[question] Cloning catalog db for read-only at specific epoch.
I have a question regarding the use of DuckDB or SQLite as a catalog database.
In my setup ( the idea):
- current approach:
- run a daily ingestion job that creates a collection of parquet files.
- have a custom UI dashboard that uses DuckDB in read-only mode, querying directly from Parquet files.
- new:
- run a daily ingestion job that updates the catalog and retains the full history.
- have a custom UI dashboard that reads from a shallow clone of the catalog db in read only
What I’d like to do is the following: After each ingestion job completes, I want to create a copy (or snapshot) of the catalog database at that specific point in time (epoch). This copy would then be used only by the UI Dashboard in read-only mode, without exposing the live catalog database.
Is this possible/recommended when using DuckDB or SQLite as the catalog backend? Are there any best practices or pitfalls I should be aware of when copying the database file for read-only consumption?
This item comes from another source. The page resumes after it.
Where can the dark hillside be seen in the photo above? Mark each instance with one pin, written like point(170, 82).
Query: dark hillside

Thanks in advance for your help and for the great work on this project!
I think this would work well with either DuckDB or SQLite. It should be fine to create a copy of the metadata database - as long as that copy is not made while changes are being made to the file (i.e. after the ingestion job has finished). Alternatively, you could use a SQLite database as a catalog and use time travel to pin a specific snapshot for the UI.
Unfortunately, at least in my case, using the same file won't be possibile, because it would require creating locks on remote files on azure storage (which is not possibile, since write operations are not possibile).
I will try to use a clone after the ingestion job completes.
Maybe it would be cool to be able to export the catalog database at a specific "snapshot" and even removing history.
You could use the ducklake_expire_snapshots to remove history manually.